Les yeux dans le vague, la jeune femme se tut. Son mari ressentit les émotions qui la submergeait de plus en plus, qu’elle peinait à contenir au fur et à mesure que son récit avançait dans le temps. Il s’apprêta à parler lorsque sa femme le prit de court : 

 

-       Toute cette histoire doit te paraître folle, pas vrai ? 
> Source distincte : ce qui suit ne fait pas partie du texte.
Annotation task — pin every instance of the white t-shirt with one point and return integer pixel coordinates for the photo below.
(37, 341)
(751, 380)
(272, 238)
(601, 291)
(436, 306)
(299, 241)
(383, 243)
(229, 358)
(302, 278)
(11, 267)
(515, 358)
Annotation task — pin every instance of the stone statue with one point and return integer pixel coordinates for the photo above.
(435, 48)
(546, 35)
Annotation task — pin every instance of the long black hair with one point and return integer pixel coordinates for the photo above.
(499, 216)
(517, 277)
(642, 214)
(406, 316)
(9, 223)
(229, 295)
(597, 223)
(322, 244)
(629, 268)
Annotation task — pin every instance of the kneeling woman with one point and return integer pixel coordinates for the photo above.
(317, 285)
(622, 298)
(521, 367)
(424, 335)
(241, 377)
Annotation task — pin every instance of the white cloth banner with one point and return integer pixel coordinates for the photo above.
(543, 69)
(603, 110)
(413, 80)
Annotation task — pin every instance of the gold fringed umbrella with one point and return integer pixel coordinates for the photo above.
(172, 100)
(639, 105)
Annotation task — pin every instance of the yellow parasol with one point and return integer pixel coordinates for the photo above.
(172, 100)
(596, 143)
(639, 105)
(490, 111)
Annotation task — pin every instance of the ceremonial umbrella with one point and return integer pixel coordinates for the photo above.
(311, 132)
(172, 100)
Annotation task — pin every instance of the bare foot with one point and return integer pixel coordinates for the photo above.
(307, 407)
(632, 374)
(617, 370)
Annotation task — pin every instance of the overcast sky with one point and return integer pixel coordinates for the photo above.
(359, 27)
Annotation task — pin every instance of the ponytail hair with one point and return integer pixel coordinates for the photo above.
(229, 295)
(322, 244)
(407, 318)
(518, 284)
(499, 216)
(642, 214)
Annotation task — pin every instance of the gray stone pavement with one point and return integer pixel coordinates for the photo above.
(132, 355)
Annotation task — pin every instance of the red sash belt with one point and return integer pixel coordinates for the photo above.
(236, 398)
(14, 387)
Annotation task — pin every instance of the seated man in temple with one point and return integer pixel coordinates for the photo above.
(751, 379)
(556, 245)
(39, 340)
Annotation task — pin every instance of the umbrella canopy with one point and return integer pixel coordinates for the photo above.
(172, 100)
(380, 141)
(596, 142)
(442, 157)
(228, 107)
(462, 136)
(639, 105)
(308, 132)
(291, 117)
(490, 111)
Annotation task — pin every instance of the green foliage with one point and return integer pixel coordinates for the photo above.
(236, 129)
-       Pas du tout, répondit la voix grave. En quatorze ans, c’est normal de vivre plein de choses et d’en apprendre tout autant. 

 

Miki lui sourit. Falcon se redressa sur sa chaise puis se leva pour se diriger vers le bar. La jeune femme, étonnée, l’examina de ses yeux, se demandant ce qu’il faisait. Le colosse s’abaissa, sortit une bouteille de lait du frigidaire et le fit chauffer dans une casserole. Il prépara le chocolat qu’il mit au fond de deux tasses puis déversa le lait chaud dans le contenant. Avec délicatesse, il apporta les chocolats chauds à la table où ils étaient installés. 

 

-       Tu as toujours aimé le chocolat chaud. Tu disais que… 

-       Qu’il n’y a rien de plus réconfortant que du chocolat chaud, je m’en souviens, compléta Miki. Merci Hayato. 

-       De rien. Il marqua un arrêt, réfléchissant puis poursuivit : Alors comme ça, c’est grâce à ta grand-mère que tu as appris l’hypnose ?  

-       Oui… Mais parfois j'aurais aimé ne pas le savoir. 

 

           Falcon étudia attentivement l’aura de sa femme, qui était complètement trouble. Délicatement, il reposa sa main sur celle fine de son épouse, lui indiquant qu’il était présent pour elle.